主に水圏に生息する単細胞の光合成生物を微細藻類と呼びます。微細藻類のなかでも緑色のものが緑藻類で、その中にはトレボウクシア藻類(注5)と呼ばれるグループがあります。健康食品で知られるクロレラなどはトレボウクシア藻類の仲間です。東京大学の河野教授らのグループとチェコ科学アカデミー微生物学研究所のザッハレーダー博士らのグループは長年、パラクロレラ(Parachlorella kessleri)と呼ばれるクロレラの一種に着目して、オイルやデンプンの蓄積を研究してきました。パラクロレラは硫黄飢餓にするとデンプンやオイルの蓄積が加速されることが明らかになっています。最近はパラクロレラの全ゲノム配列の解読も成功しています(プレスリリース:/info/entry/22_entry452/)。

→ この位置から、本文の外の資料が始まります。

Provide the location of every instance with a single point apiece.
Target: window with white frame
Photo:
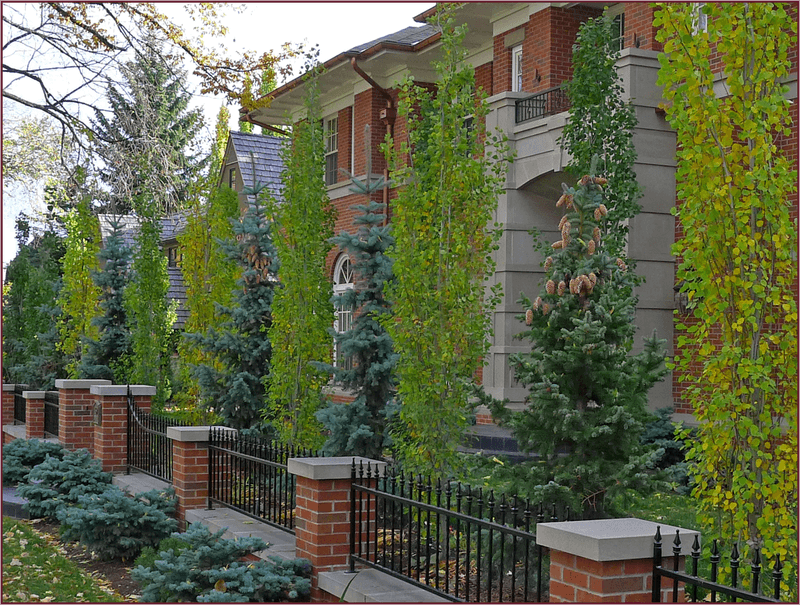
(342, 282)
(617, 15)
(516, 69)
(331, 150)
(699, 19)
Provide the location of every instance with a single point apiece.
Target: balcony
(542, 104)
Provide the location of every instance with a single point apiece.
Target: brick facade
(34, 414)
(76, 413)
(111, 435)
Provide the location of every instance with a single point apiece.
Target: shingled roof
(265, 156)
(409, 36)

下水汚泥やバイオマス焼却灰等、リン含有未利用資源からリンを回収し再利用する技術(リファイナリー)の開発が進んでいます。生物学的リン除去は実際に下水処理施設等で使われている方法ですが、多くの場合、バクテリア(リン蓄積細菌)が用いられています。しかし、クロレラを含む真核生物はバクテリアと比べると細胞の体積が格段に大きく、そのためバイオマス収穫量も大きいことから、将来的に光合成をする光を安価に供給できるようになるなどの条件が揃えば、バイオレメディエーションに使われる可能性があります。また、藻類を飼料や肥料として使おうとするバイオリファイナリーも盛んに研究されています。クロレラなどの微細藻類はリンを蓄積することが知られていましたが、ストレス応答としてリンの蓄積動態がどのように変化するか、また細胞のどこに蓄積するかはよくわかっていませんでした。本研究では、硫黄欠乏ストレス条件に着目して、リンの蓄積動態や蓄積場所に関する研究を実施しました。
<結果>
東京大学大学院新領域創成科学研究科の河野重行教授らの研究グループは、東京大学オーミクス情報センターの服部教授、株式会社日立ハイテクノロジーズの許斐博士とチェコ科学アカデミー微生物学研究所のザッハレーダー博士らと協力して、パラクロレラが硫黄欠乏ストレスを受けるとオイルを高蓄積すると同時に、リンの過剰な取り込みが加速されることを発見しました。さらに細胞に取り込まれたリンはポリリン酸として蓄積されることが明らかにしました(図1)。本研究ではリンの蓄積場所も調べました。透過型電子顕微鏡(走査透過像観察機能付き)に搭載したエネルギー分散型X線分析法により、液胞(注6)内の電子密度の高い部分にポリリン酸として蓄積していることを明らかにしました(図2、3)。さらに、透過型電子顕微鏡の結果を詳しく検討した結果、ポリリン酸の量によって高電子密度顆粒の微細構造に変化が生じることがわかりました。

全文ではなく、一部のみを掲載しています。